Siemens’ “top+” best practice sharing initiatives try to overcome these by connecting people, incentivisation, designing a topic structure for relevant experience, providing content support for editing and structuring of experiences, and finally via a cascaded communication strategy via divisional workshops, posters, postcards, flyers and even matchboxes with the KM Intranet URL. Siemens also has an Office of Best Practice, like Corporate KM, which plays an active role in implementation of the concept.

The key to successful KM is devising appropriate socio-technical systems in areas like communities of practice. This includes IT infrastructure, content taxonomy, and cultural issues like trust, sharing, responsibility, and care. The reference architecture at Siemens is able to address specialist knowledge, procedural models, and project experience along the entire spectrum of knowledge intensive businesses from consulting to products.

Siemens introduced the Knowledge Strategy Process (KSP) in 2001 as a method for business owners and teams to determine strategy and action plans, in consultation with Dutch KM company CIBIT in Utrecht. This is basically an iterative strategy of identifying clusters of competency and knowledge, and mapping codification status across time, based on current and projected market dynamics.

Transforming from a product seller (box mover) to a solutions provider, Siemens Information and Communication Networks (ICN) devised a business development KM practice called ShareNet in 1999 to help share project knowledge across technologies and markets in different stages of maturity. Sales staff now find themselves playing the role of strategy-management consultants who have to be able to interpret trends and design new opportunities together with the customer.

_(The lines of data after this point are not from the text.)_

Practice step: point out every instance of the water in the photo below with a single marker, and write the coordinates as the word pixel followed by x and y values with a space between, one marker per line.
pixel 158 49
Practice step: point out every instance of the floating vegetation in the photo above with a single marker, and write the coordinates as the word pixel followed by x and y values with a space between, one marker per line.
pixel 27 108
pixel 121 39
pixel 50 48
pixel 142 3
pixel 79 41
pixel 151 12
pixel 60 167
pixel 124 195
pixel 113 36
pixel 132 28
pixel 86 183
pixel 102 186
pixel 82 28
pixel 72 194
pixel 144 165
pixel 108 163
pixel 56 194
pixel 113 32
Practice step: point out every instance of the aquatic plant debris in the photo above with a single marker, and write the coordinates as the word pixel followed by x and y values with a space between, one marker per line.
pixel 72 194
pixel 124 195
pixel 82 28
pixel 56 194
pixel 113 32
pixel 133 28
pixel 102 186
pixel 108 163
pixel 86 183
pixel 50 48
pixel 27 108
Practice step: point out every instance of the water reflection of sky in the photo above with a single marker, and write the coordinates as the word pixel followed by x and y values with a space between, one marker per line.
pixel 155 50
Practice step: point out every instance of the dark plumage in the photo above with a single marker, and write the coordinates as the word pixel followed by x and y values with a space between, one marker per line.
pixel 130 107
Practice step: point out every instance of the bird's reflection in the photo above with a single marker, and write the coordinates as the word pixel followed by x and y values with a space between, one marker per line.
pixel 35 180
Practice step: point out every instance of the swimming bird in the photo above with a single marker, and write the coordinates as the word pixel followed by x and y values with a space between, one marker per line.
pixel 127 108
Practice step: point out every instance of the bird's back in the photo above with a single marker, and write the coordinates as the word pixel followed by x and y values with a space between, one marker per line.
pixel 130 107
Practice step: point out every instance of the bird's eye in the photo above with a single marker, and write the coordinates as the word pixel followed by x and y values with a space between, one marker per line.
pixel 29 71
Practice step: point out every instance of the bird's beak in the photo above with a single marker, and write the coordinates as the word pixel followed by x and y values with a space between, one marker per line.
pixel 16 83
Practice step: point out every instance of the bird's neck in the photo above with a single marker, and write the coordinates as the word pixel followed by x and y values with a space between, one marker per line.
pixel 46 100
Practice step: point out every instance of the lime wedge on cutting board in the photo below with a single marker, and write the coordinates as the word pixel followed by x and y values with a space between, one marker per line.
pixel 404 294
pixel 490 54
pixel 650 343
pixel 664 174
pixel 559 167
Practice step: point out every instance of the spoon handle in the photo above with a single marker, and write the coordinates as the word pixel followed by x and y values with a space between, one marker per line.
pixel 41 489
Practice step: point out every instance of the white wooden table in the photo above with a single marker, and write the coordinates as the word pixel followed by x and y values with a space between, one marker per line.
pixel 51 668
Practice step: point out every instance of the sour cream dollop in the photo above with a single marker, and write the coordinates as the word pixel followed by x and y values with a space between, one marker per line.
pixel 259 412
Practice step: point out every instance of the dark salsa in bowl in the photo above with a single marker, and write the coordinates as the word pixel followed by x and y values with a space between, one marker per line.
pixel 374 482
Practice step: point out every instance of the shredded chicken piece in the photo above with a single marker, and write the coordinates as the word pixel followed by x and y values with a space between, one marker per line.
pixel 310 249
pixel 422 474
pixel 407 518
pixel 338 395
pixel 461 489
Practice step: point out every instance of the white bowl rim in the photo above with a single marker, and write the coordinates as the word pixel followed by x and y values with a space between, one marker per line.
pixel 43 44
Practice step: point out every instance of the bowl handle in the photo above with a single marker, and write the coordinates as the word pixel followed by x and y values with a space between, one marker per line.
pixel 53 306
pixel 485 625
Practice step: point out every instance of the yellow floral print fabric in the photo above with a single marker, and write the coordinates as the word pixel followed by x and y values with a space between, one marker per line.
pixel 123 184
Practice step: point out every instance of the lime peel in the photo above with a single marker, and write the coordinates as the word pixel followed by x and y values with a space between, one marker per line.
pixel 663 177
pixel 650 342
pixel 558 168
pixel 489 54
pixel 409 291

Knowledge areas covered include financing, planning, engineering and operations. This helps sales staff devise customised telecom solutions using existing service packages, business plans and profitability paths. ShareNet helps tap and share local innovation in different parts of the world via project debriefings, manuals, codified databases, structured questionnaires, chat rooms, and hot lines. Technically based on OpenText’s LiveLink, it is used by 7,000 sales and marketing staff.

Yet another area of KM focus at Siemens is the use of e-business methodology. It formed the Centre for e-Excellence in May 2000 to analyse business transformation via the Internet. A quarter of the sales of Siemens itself is expected to be eventually transacted via the Internet—50 percent or more of its consumer products. Knowledge communities have therefore been formed around key areas like supply chain management, e-readiness, and IT infrastructure.

Challenges faced by Siemens on the KM front include balancing energies, resources and rewards for local versus global KM initiatives on a daily basis, managing the knowledge-sharing tension between different business units, and nourishing KM during hard economic times.

Each of the chapters in the book ends with useful discussion questions and key propositions from each case study. It would be suitable to end this book review with a sampling of these propositions.

“The economic value of knowledge does not lie in possessing it, but in using it. Pilot projects for KM must have clearly defined, measurable objectives that can be achieved in less than six months. However, the changeover to a knowledge-based company involves a change process that can span several years,” say the authors.

“Only when we have made up our minds that sharing knowledge is important, not only for efficiency’s sake, but also to increase the essential humanisation of the business and social environments in which we work, will we be prepared for the tasks confronting us,” the authors add.

Knowledge sharing should not be reduced to appendices to everyday practice, but must become intertwined with practice. Case writing about this sharing is a useful learning tool, teaching method, and knowledge recap mechanism via its ability to tease out details and provoke or inspire further action. An interplay between writers from the outside and inside helps elicit crucial details in the case stories.